De acordo com o documento apresentado esta terça-feira, em Luanda, a ONU destaca que o número de pessoas alcançadas permitiu reduzir substancialmente o risco de transmissão, em áreas de alto risco.
Segundo o relatório, que elogia progressos na saúde pública do país, em 2025, com o apoio da ONU, a taxa de letalidade caiu de 6,9 por cento, no início de Janeiro do ano passado, para 2,4 por cento, em Dezembro do mesmo ano.
A resposta à cólera apoiada pela ONU permitiu igualmente a distribuição de 4,2 toneladas de hipoclorito de cálcio e 25 mil 850 kits familiares para combater a doença.
O acesso a água potável foi restabelecido para quase 25 mil pessoas, através da reabilitação de 14 sistemas de abastecimento.

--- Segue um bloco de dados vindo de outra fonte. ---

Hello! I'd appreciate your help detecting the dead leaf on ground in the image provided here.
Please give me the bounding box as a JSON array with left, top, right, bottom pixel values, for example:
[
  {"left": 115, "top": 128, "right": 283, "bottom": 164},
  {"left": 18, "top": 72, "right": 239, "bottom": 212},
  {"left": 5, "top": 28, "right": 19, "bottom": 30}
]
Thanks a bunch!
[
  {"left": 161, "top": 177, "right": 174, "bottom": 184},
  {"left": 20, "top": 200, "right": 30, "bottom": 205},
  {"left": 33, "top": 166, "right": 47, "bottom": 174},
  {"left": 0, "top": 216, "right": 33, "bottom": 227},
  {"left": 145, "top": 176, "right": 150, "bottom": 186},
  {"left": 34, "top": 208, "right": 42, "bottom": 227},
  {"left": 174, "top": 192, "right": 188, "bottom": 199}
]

Um total de 14,35 milhões de doses de vacina contra a poliomielite foi distribuído em duas campanhas de vacinação contra a doença para manter a imunidade da população.
Por seu lado, a campanha nacional de vacinação contra o HPV alcançou 1,28 milhões de adolescentes do sexo feminino, com idades entre os 09 e 12 anos, e coloca Angola como uma referência regional para a eliminação do cancro do colo do útero.
Os progressos na saúde materno-infantil foram igualmente destacado no relatório da ONU, que cita como exemplo a mortalidade neonatal, que diminuiu de 24 para 16 por cada mil nados vivos.
A mortalidade materna baixou de 239 para 170 por cada 100 mil nados vivos, entre os anos 2015-2016 e 2023-2024.
De acordo com o relatório, estas melhorias foram impulsionadas pelo apoio da ONU no reforço dos cuidados de saúde primários, actualização dos protocolos clínicos, melhoria do acesso a serviços de qualidade e formação da força de trabalho.
A ONU apoiou o desenvolvimento da caderneta de Saúde Materno-Infantil em braille, ampliando o acesso para mulheres com deficiência visual, além da impressão dessas cadernetas para mulheres grávidas em províncias rurais.
Além disso, 200 profissionais de saúde, entre enfermeiros e médicos, receberam formação em cuidados neonatais.